IL GIORNO DOPO NAPOLI-UDINESE

Il Napoli batte l’Udinese ma non convince

È una squadra che si concede troppi errori sia in difesa che in attacco per pensare di impensierire il Barcellona

di Giovanni Gaudiano

Arriva la vittoria numero 16 in campionato per il Napoli.
Il dato conferma che la posizione di classifica in questo momento è corretta nel senso che chi precede la squadra azzurra in classifica ha vinto di più.
Non è stata una bella partita quella con l’Udinese. Si era detto che queste ultime gare della stagione, prive di un reale significato, sarebbero state di poco interesse.
Certo osservandole con attenzione le gare della squadra azzurra qualcosa dicono. La squadra ha difficoltà ad andare in gol, subisce quasi sempre almeno una rete dagli avversari, continua a collezionare pali e traverse ed in generale gli errori, commessi un po’ da tutti quelli che vanno in campo, restano di un numero non accettabile.
Le considerazioni sono tutte avanzate pensando alla gara con il Barcellona. Se il Napoli che si presenterà al Camp Nou o da qualche altra parte, visto che in Catalogna pare si siano sviluppati dei focolai di contagio preoccupanti, è quello che si sta vedendo dal dopo Bergamo le possibilità di fare fuori Messi e compagni appaiono molto ridotte.
Concedere tanto nella fase difensiva mostrando nel contempo un attacco che ha difficoltà a realizzare penalizza le speranze partenopee in vista della gara di Champions.
Il Napoli ha la necessità di segnare almeno una rete più del Barcellona oppure pareggiare con un risultato dal 2 a 2 in su.
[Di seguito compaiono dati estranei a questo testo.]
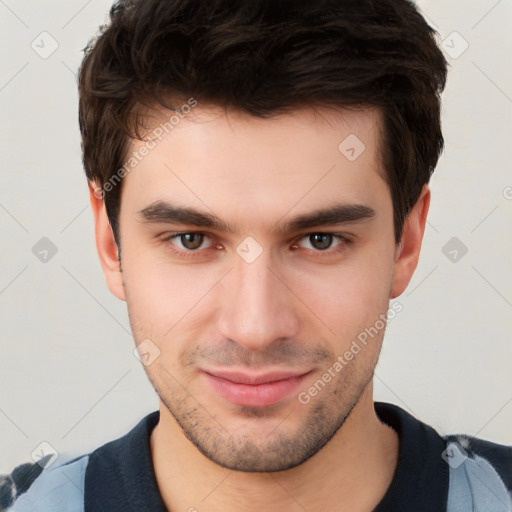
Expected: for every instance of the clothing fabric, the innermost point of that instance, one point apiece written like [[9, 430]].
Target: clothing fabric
[[434, 473]]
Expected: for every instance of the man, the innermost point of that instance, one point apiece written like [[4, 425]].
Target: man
[[258, 174]]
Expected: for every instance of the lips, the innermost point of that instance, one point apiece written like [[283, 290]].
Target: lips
[[254, 390]]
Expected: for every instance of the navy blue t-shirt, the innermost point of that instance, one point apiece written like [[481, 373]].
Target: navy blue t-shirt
[[452, 473]]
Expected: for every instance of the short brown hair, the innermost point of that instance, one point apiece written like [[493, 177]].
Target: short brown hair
[[266, 57]]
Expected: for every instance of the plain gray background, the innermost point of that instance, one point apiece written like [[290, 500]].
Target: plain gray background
[[68, 376]]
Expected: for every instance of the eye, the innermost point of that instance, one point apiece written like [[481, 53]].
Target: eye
[[321, 241], [189, 242]]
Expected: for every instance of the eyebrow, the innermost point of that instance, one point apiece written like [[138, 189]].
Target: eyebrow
[[164, 212]]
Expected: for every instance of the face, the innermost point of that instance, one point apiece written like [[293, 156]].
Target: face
[[254, 253]]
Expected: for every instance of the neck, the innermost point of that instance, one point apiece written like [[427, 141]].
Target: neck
[[351, 473]]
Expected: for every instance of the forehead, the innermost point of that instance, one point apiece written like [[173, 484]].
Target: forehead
[[229, 159]]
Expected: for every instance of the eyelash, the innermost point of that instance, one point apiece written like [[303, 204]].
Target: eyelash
[[190, 254]]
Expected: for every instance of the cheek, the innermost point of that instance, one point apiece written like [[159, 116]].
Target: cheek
[[162, 294], [351, 296]]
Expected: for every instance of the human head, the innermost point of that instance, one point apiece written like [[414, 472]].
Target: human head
[[264, 57], [259, 155]]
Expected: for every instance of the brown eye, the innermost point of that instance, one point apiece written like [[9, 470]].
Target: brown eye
[[191, 241], [320, 241]]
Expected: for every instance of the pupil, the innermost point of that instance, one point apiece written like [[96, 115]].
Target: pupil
[[192, 240], [321, 240]]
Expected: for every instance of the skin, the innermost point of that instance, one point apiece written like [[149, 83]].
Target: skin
[[295, 307]]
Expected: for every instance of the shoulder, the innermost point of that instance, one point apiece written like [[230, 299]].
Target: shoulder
[[480, 474], [29, 487]]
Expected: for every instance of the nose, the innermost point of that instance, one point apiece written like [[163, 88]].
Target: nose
[[257, 306]]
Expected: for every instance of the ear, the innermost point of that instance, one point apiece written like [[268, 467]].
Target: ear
[[408, 250], [105, 243]]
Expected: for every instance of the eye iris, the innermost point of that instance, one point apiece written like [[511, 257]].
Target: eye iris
[[192, 240], [320, 240]]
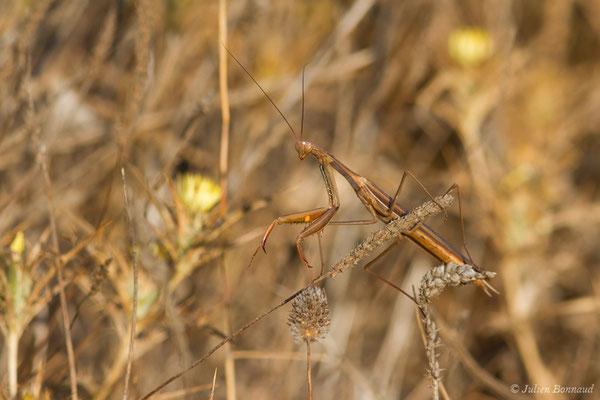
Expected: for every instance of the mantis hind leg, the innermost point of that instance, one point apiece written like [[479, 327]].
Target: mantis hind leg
[[393, 202], [381, 278]]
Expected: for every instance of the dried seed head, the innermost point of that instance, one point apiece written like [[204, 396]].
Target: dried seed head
[[439, 278], [309, 318]]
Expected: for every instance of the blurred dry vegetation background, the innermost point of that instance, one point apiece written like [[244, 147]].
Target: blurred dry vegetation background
[[87, 87]]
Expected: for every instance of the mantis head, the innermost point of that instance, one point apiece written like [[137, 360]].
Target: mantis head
[[303, 148]]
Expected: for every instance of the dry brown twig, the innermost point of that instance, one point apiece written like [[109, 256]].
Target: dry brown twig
[[135, 286], [435, 281]]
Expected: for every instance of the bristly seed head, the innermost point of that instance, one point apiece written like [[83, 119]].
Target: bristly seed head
[[309, 317]]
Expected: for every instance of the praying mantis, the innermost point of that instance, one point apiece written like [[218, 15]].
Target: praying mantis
[[380, 205]]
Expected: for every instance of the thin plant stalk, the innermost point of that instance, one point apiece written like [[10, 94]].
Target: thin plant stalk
[[12, 344], [308, 370], [135, 288]]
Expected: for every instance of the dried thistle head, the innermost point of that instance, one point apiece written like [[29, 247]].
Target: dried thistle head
[[309, 317]]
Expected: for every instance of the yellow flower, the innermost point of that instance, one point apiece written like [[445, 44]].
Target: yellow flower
[[17, 246], [470, 46], [197, 193]]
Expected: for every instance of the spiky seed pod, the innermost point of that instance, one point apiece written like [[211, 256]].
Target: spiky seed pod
[[439, 278], [309, 317]]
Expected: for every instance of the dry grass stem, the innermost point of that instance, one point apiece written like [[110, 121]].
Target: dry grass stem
[[135, 287]]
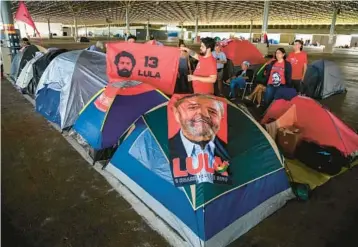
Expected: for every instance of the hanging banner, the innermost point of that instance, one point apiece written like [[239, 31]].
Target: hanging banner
[[155, 65], [198, 135]]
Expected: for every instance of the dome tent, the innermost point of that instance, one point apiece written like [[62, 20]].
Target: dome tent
[[323, 79], [110, 113], [26, 74], [204, 214], [68, 83], [21, 59], [41, 64]]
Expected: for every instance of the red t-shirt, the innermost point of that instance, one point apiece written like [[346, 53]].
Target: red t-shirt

C’è anche la possibilità di ripetere lo stesso risultato del San Paolo (1 a 1) per poi giocarsi la qualificazione alla lotteria dei rigori.
Le possibilità prevedono quindi la necessità che la squadra di Gattuso vada in ogni caso a rete.

Il gioco del Napoli è apparso ancora una volta lento e prevedibile con una marea di tocchi laterali e rare verticalizzazioni. La squadra catalana è maestra in questo tipo di gioco ma ha a sua disposizione una serie di attaccanti capaci di andare alla conclusione con rapidità.
Volendo a questo punto azzardare una conclusione si può dire che più tempo passa, più la gara di Barcellona si avvicina e più sembra allontanarsi una reale possibilità di ostacolare la corazzata blaugrana.
Si può pensare che quella partita aumenterà le motivazioni, innalzerà il livello di adrenalina ma tutto questo potrebbe non bastare se a quell’impegno si dovesse arrivare con molti dei difetti visti in quest’ultimo periodo.
Ora il Napoli giocherà a Parma, poi arriverà al San Paolo il Sassuolo ed infine nell’ultima settimana gli azzurri andranno ancora a far visita all’Inter di Conte per poi chiudere in casa con la Lazio. In due settimane quattro gare per cercare di ritrovare compattezza, efficacia e ritmo. Ci riusciranno Rino Gattuso ed i suoi ragazzi?